“Where are you going?” he mouthed, more sincerely this time.
I pressed two fingers against my lips and moved them away. I could tell he wanted to sneak out with me, the conversational equivalent of eating a hot dog. But he couldn’t risk being spotted smoking by some wellness fanatic with a platform. Plus, his desire to hold court was too strong. To leave would be to acknowledge the conversation would continue without him there to moderate it.
* * *
A long bar area connected the entrance to the dining room in the back. Patrons attempted to shift their stools even though they were nailed to the ground. They nursed cocktails with spears of dark cherries and citrus rinds. Mirrored shelving made the rows of booze seem infinite. I felt a sense of pride, imagining a foreigner stumbling into this place, noting that all the world’s swank looks more or less the same. It was mid-May, the season formerly known as “spring,” but the restaurant had yet to take down the velvet curtains that circled the entrance. Passing through them felt like walking onto a stage.
I was unfamiliar with this section of Chinatown, as much as anyone can be unfamiliar with an island on which one resides. The area a few blocks over was experiencing a mini-resurgence in the form of vegan provisions and upscale boutiques manned by Parsons students (the prices could be guessed by multiplying hanger distance and overhead)。 This was perplexing to me, as there was nothing to resurge. The neighborhood had been fashionable for years. Whatever businesses opened now did not arise from cheap rents or a triangulation of community and so ladling on layers of practiced nonchalance made it feel as if people with no sense of history had planted a flag in a neighborhood where the denizens had been drinking natural wine since 2005.
All this cool I wanted to avoid. All this cool made me tired.
So I made a left, toward Houston, into a less self-consciously trendy zone. There were remnants of a street fair, racks of stiff leather jackets spilling out onto the street. I passed an art gallery with no art, a dive bar with no sign, and buzzers with no names. Eventually, I spotted the telltale yellow of an electric awning. This was a high-class bodega; the kind with enough energy bars to set the mind to calculating how long the body could last if trapped inside. I waited behind an elderly man as he selected lotto numbers and a pack of Merits. The hem of his pants dragged along the floor as the cashier suffered him patiently. Atop the register was a wide-eyed plastic cat, its paw moving up and down in silent protest.
When it was my turn, I felt compelled to be extra sane.
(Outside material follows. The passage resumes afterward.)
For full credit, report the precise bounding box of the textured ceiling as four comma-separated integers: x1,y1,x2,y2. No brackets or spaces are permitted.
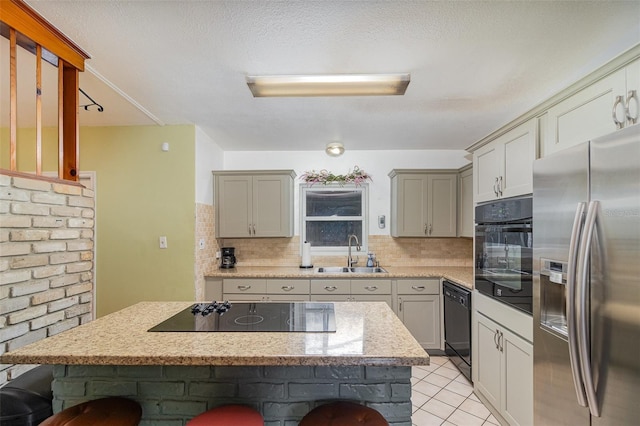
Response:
8,0,640,151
I forwent matches in a tone that suggested I was giving up my inheritance.
“I’ll take a lighter, too,” I said. “Please.”
The cashier slid one across the plastic counter. I gave the metal wheel a quick roll.
“Don’t light that in your pocket,” he warned.
“I wouldn’t dream of it.”
Actually, I would dream of it and often did. I worried that I’d be mindlessly playing with a lighter in my pocket and set myself on fire. I thought about it so much, it was a miracle it never happened.
I walked back along the same side of the street, packing the cigarettes against my palm. I got a disproportionate kick out of pleasant interactions with strangers. I suspect it’s because these were the kinds of interactions I wished I could see performed by every man I’d ever dated. Or vice versa. So many of my past relationships devolved into fights on public transport or long chains of undignified texts and I’d think: If only I could see you, flipping through your mail. Or booking airline tickets. And if only you could see me, wishing the driver a good night. Or either of us, reciting our social security numbers to prove we are ourselves. Where did these seductively functional people go when sex got in the way?
It was then that I spotted my ex-boyfriend Amos.
Amos was standing outside the restaurant with a taller friend. The two of them shared a square of sidewalk, the friend running his thumb under the strap of a messenger bag to relieve the weight. I could tell they’d just come from inside. Larger forces had protected us from seeing each other, but larger forces had done all they could. When I left and came back, they’d washed their hands of me.
This was not a place I would’ve expected Amos to have heard of, forget patronize. When we were together, he was dismissive of the “fetishized expense” of Manhattan. Manhattan was soulless, gentrified, once for the very young and the very rich, now only for the very rich and the very soulless. Reduced to a high-end strip mall, all the city’s personality was in the past, all its pride delusional. I was too tired to mount a defense—tired, probably, from having to schlep to Bed-Stuy to see my boyfriend. Dropping our near-identical rents or the pilates studios of his neighborhood into conversational evidence bags didn’t seem worth it. Besides, what Amos never understood was that with each pronouncement of my home as a dead zone, he made me feel better about living here. The eye of a hurricane may be inaccessible, but it’s still the eye.